The reason we age, then, is partly because we have failed to evolve sufficient defences against our environment causing our bodies to physically break down as time passes. It is partly because our evolution has preferred to produce a metabolic rate which is high enough to allow an active lifestyle but which thereby produces more endogenous free radicals. And it is partly because evolution has not, and will not, rid us of our late-acting deleterious mutations. And these failures of evolution are predictable outcomes of the essential nature of the selective process. These ideas are now supported by a consensus of scientists. In a position paper co-signed by 52 biologists of human ageing, Olshansky claims that ‘aging is a product of evolutionary neglect, not evolutionary intent’ (Olshansky et al. 2002).

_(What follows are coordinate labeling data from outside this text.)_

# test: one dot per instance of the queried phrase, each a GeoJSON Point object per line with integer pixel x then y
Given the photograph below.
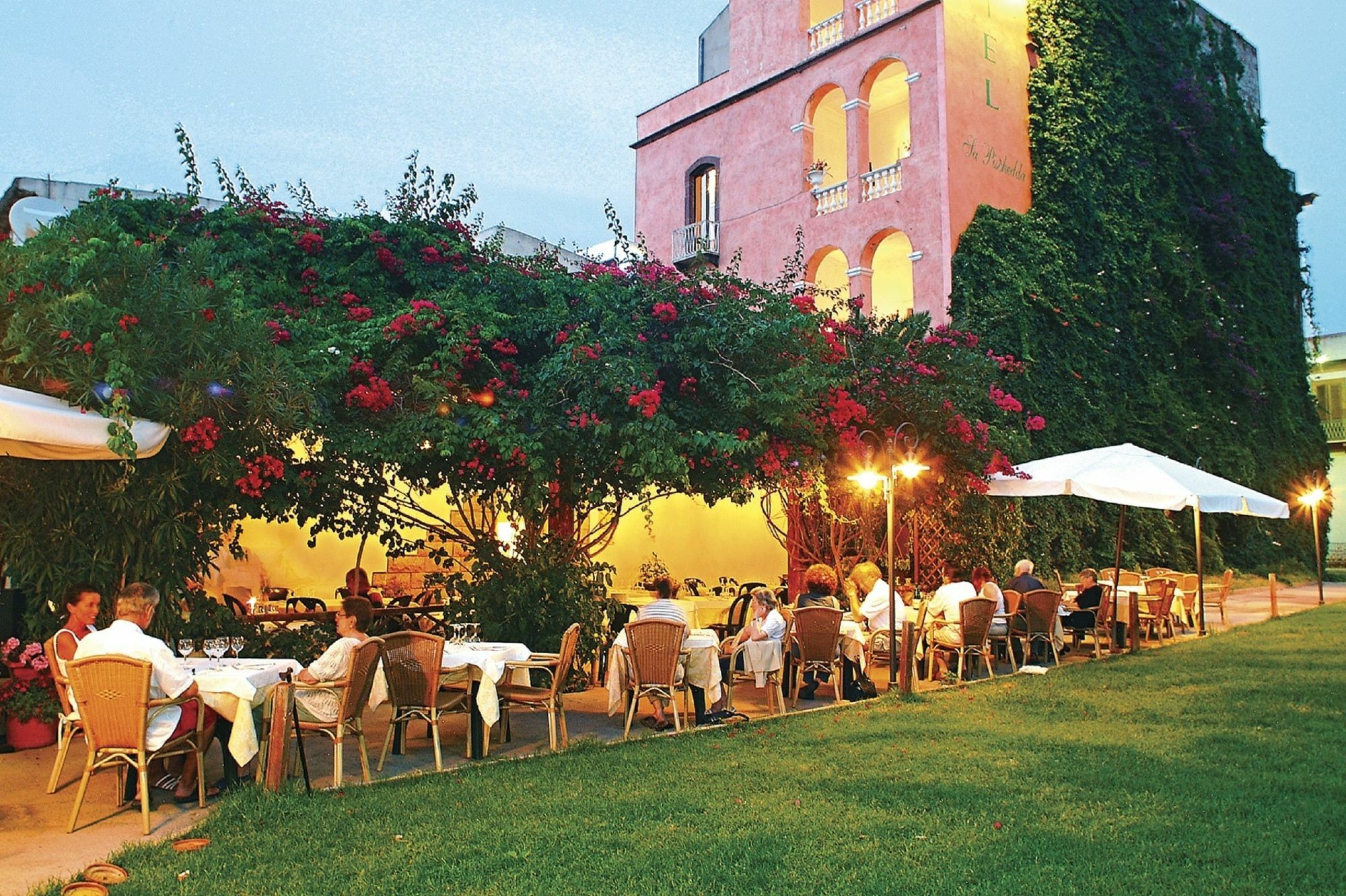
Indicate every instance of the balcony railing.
{"type": "Point", "coordinates": [874, 11]}
{"type": "Point", "coordinates": [882, 182]}
{"type": "Point", "coordinates": [697, 239]}
{"type": "Point", "coordinates": [828, 200]}
{"type": "Point", "coordinates": [824, 34]}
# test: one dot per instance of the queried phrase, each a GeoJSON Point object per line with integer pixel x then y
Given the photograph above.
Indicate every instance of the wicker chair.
{"type": "Point", "coordinates": [114, 699]}
{"type": "Point", "coordinates": [352, 696]}
{"type": "Point", "coordinates": [550, 698]}
{"type": "Point", "coordinates": [1158, 613]}
{"type": "Point", "coordinates": [653, 648]}
{"type": "Point", "coordinates": [1040, 618]}
{"type": "Point", "coordinates": [1223, 595]}
{"type": "Point", "coordinates": [1102, 628]}
{"type": "Point", "coordinates": [818, 636]}
{"type": "Point", "coordinates": [775, 680]}
{"type": "Point", "coordinates": [1014, 599]}
{"type": "Point", "coordinates": [975, 617]}
{"type": "Point", "coordinates": [413, 667]}
{"type": "Point", "coordinates": [69, 719]}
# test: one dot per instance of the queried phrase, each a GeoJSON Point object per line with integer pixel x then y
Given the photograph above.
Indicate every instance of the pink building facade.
{"type": "Point", "coordinates": [913, 111]}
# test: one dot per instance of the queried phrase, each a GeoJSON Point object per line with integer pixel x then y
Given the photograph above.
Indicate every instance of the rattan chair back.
{"type": "Point", "coordinates": [114, 696]}
{"type": "Point", "coordinates": [818, 632]}
{"type": "Point", "coordinates": [975, 618]}
{"type": "Point", "coordinates": [360, 679]}
{"type": "Point", "coordinates": [1041, 610]}
{"type": "Point", "coordinates": [49, 648]}
{"type": "Point", "coordinates": [653, 646]}
{"type": "Point", "coordinates": [411, 665]}
{"type": "Point", "coordinates": [566, 657]}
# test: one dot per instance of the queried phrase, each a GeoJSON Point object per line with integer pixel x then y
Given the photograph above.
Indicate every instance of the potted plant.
{"type": "Point", "coordinates": [29, 700]}
{"type": "Point", "coordinates": [652, 570]}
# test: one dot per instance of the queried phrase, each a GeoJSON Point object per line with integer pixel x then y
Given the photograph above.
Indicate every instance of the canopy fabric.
{"type": "Point", "coordinates": [44, 428]}
{"type": "Point", "coordinates": [1131, 476]}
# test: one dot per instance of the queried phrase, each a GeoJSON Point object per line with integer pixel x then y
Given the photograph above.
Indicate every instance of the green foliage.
{"type": "Point", "coordinates": [1156, 289]}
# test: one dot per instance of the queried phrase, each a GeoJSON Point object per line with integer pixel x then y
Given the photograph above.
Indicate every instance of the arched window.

These explanations, on their face, pose a fairly serious threat to the argument from evolution, at least as it is applied to the process of ageing. Ageing is not the result of an optimising process, it is merely a byproduct of an optimising process. Even if evolution is a ‘blind watchmaker’, to use Richard Dawkins’ metaphor, ageing does not seem to be part of the watch. Caplan suggests that this is fatal for the argument from evolution, since—he says—the arguments of philosophers like Fukuyama and Parens depend on the idea that evolved traits must necessarily ‘advance the evolutionary success of a species or population’ (Caplan 2005).Footnote 4
I think we need to be a little more careful than this. In the first place, virtually no traits exist in order to advance the success of the population as a whole, because the great majority of selective forces operate at the level of the individual (Williams 1972; Maynard Smith 1964). So the most reasonable version of the argument from evolution would depend only on the idea that evolved traits must advance the survival and reproductive successes of individuals.
And we do not yet have cause to reject the idea that ageing has advanced the evolutionary success of human individuals. Proponents of this view might object that when we decide to neglect some good, it is usually in order that we can direct our attention elsewhere. If the traits of senescence accrued in the genome through a process of evolutionary neglect, that may mean that some other beneficial trait was produced at the expense of long youth; and perhaps we cannot throw out the chaff (ageing) without losing the wheat (beneficial adaptations). For example, it could be that allowing cellular oxidation is the only tradeoff which would allow high rates of activity along with a relatively low susceptibility to cancer.
If human senescence is the price we have paid for our adaptive traits, like activity and cognitive capability, then perhaps there is a ‘ruthless adaptive logic’ to ageing after all—perhaps age has evolved as the necessary byproduct of an optimising process. And perhaps proponents of the argument from evolution might also point to the direct benefits of ageing: the cancer-protecting upsides of our most deleterious genes and of the process of cellular oxidation. These suggestions should seem implausible, but they are not certain to be false. If we are to completely reject the argument from evolution, we need to say a little more than Caplan does.